On her arrival at home she was astounded by a letter that she found there,—a letter of such a nature that it altogether drove out of her head the purpose which she had of writing to the Duke on that evening. The letter was from John Morton and now reached her through the lawyer to whom it had been sent by private hand for immediate delivery. It ran as follows:
Dearest Arabella,
I am very ill,—so ill that Dr. Fanning who has come down from London, has, I think, but a poor opinion of my case. He does not say that it is hopeless,—and that is all. I think it right to tell you this, as my affection for you is what it always has been. If you wish to see me, you and your mother had better come to Bragton at once. You can telegraph. I am too weak to write more.
Yours most
affectionately,
John Morton.
P.S. There is nothing infectious.
“John Morton is dying,” she almost screamed out to her mother.
“Dying!”
“So he says. Oh, what an unfortunate wretch I am!
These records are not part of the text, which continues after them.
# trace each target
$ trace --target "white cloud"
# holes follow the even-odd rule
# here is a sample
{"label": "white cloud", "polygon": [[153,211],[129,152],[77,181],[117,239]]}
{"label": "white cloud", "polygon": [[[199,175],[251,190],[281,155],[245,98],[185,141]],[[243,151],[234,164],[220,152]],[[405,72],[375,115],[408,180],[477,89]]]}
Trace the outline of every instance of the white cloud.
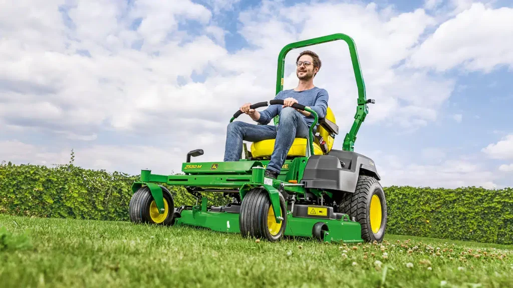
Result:
{"label": "white cloud", "polygon": [[513,159],[513,134],[489,145],[481,151],[492,159]]}
{"label": "white cloud", "polygon": [[501,65],[513,67],[513,8],[457,2],[461,13],[441,24],[409,64],[440,71],[460,66],[484,72]]}
{"label": "white cloud", "polygon": [[427,10],[432,10],[438,7],[443,0],[425,0],[424,7]]}
{"label": "white cloud", "polygon": [[434,147],[422,149],[421,155],[424,159],[436,161],[441,161],[446,156],[445,152],[442,149]]}
{"label": "white cloud", "polygon": [[486,189],[498,187],[494,181],[499,177],[474,162],[448,159],[440,164],[422,165],[402,161],[393,166],[378,157],[376,160],[382,179],[382,185],[410,186],[431,188],[476,186]]}
{"label": "white cloud", "polygon": [[207,0],[207,3],[213,7],[212,10],[215,13],[224,10],[231,10],[235,5],[240,2],[241,0]]}
{"label": "white cloud", "polygon": [[499,170],[504,172],[512,172],[513,171],[513,163],[509,164],[509,165],[503,164],[499,167]]}
{"label": "white cloud", "polygon": [[[237,2],[210,4],[221,11]],[[221,160],[233,113],[242,103],[273,97],[280,50],[320,35],[343,32],[356,41],[367,96],[376,100],[367,124],[398,125],[400,130],[425,126],[437,119],[455,88],[452,79],[404,65],[412,55],[420,59],[419,53],[429,52],[435,41],[422,44],[427,29],[438,23],[422,9],[399,13],[373,4],[338,2],[286,7],[264,1],[242,13],[239,30],[230,31],[240,32],[249,47],[229,53],[226,31],[213,22],[212,11],[189,0],[139,0],[130,7],[126,2],[74,3],[64,15],[58,12],[62,3],[50,1],[20,0],[0,11],[0,124],[83,141],[75,152],[84,167],[131,173],[148,168],[166,174],[179,171],[186,153],[196,148],[205,151],[201,160]],[[319,15],[330,20],[318,21]],[[179,25],[189,22],[197,24],[195,31]],[[315,84],[329,93],[341,127],[335,144],[340,147],[356,109],[348,49],[340,41],[308,49],[323,60]],[[301,50],[287,56],[285,89],[297,83],[292,64]],[[245,115],[239,120],[249,121]],[[97,143],[117,136],[145,143]],[[51,149],[2,145],[3,159],[42,163],[66,163],[71,150],[58,142]],[[10,151],[17,156],[2,154]],[[444,160],[438,152],[426,150],[425,156]],[[389,184],[490,186],[494,179],[465,161],[420,166],[388,160],[384,173]]]}

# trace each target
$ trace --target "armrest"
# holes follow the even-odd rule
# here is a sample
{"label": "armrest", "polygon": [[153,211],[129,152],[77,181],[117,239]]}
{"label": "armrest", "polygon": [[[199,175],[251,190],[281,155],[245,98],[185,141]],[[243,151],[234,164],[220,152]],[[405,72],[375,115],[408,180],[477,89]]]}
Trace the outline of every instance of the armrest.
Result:
{"label": "armrest", "polygon": [[329,120],[324,118],[320,119],[319,124],[329,133],[339,134],[339,126]]}

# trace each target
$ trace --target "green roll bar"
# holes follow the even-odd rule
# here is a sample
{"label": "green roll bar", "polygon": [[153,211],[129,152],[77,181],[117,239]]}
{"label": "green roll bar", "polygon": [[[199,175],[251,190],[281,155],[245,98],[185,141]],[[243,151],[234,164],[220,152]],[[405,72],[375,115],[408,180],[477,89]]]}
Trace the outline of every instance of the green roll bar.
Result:
{"label": "green roll bar", "polygon": [[[336,33],[308,40],[299,41],[291,43],[283,47],[278,56],[278,68],[276,79],[276,94],[283,90],[283,76],[285,73],[285,56],[290,50],[294,49],[305,47],[325,43],[337,40],[343,40],[347,43],[351,55],[351,61],[352,63],[353,69],[354,71],[354,76],[356,78],[357,85],[358,88],[358,100],[357,106],[356,114],[354,115],[354,122],[349,133],[346,134],[344,139],[342,149],[345,151],[352,151],[354,149],[354,142],[356,141],[356,134],[358,133],[362,123],[365,119],[365,117],[368,114],[368,103],[374,103],[372,99],[367,100],[365,95],[365,84],[363,81],[363,76],[360,65],[360,60],[358,59],[358,54],[357,52],[356,45],[354,41],[349,36],[342,33]],[[310,111],[309,111],[310,112]],[[311,113],[311,112],[310,112]],[[279,117],[276,116],[274,119],[274,125],[279,121]],[[313,155],[313,148],[312,148]]]}

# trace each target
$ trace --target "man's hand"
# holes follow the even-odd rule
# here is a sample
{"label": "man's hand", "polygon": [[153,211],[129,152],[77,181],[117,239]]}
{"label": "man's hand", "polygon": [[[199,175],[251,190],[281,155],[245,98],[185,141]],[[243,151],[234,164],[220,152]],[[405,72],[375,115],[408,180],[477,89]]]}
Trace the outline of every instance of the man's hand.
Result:
{"label": "man's hand", "polygon": [[[299,104],[299,102],[298,102],[297,100],[291,97],[290,97],[289,98],[286,98],[283,99],[283,105],[282,106],[282,108],[284,108],[285,107],[291,107],[292,105],[294,104],[294,103],[298,103],[298,104]],[[294,109],[295,109],[295,108]],[[304,111],[302,110],[300,110],[299,109],[295,109],[295,110],[298,112],[302,114],[303,115],[306,116],[306,117],[308,117],[309,116],[310,116],[310,114],[311,114],[308,111]]]}
{"label": "man's hand", "polygon": [[249,117],[251,117],[251,119],[256,121],[260,118],[260,113],[258,112],[255,109],[250,109],[249,106],[251,106],[251,103],[246,103],[241,107],[240,110],[241,112],[244,114],[246,114],[249,115]]}
{"label": "man's hand", "polygon": [[283,105],[282,106],[282,108],[291,107],[294,103],[298,103],[298,100],[291,97],[289,97],[283,99]]}

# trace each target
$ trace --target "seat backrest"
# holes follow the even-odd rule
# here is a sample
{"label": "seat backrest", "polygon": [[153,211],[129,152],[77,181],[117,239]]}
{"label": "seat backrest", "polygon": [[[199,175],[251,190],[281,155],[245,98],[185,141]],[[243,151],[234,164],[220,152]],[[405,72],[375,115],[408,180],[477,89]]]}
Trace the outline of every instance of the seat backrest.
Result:
{"label": "seat backrest", "polygon": [[[333,114],[333,111],[331,111],[331,108],[329,107],[326,109],[326,119],[333,122],[334,124],[337,124],[337,122],[335,121],[335,114]],[[324,141],[326,141],[326,144],[328,146],[328,152],[329,152],[331,150],[331,148],[333,148],[333,144],[335,141],[334,135],[332,136],[331,133],[321,125],[319,125],[317,131],[319,132],[321,136],[323,137],[323,139],[324,139]]]}

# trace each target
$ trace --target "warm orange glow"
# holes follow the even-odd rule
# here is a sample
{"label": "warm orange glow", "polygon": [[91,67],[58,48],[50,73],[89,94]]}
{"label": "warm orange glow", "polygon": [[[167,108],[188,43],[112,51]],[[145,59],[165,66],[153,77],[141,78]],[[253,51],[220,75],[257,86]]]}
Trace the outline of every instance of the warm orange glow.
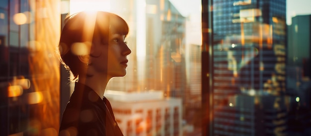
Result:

Everything that touches me comes to grief. Then she burst out into a flood of true unfeigned tears.
“It won’t matter so much,” said Lady Augustus, “if you mean to write to the Duke and go on with this other—affair.”
“Oh, mamma, how can you talk in that way?”
“Well; my dear; you know—”
“I am heartless. I know that. But you are ten times worse. Think how I have treated him!”
“I don’t want him to die, my dear; but what can I say? I can’t do him any good. It is all in God’s hands, and if he must die—why, it won’t make so much difference to you. I have looked upon all that as over for a long time.”
“It is not over. After all he has liked me better than any of them. He wants me to go to Bragton.”
“That of course is out of the question.”
“It is not out of the question at all. I shall go.”
“Arabella!”
“And you must go with me, mamma.”
“I will do no such thing,” said Lady Augustus, to whom the idea of Bragton was terrible.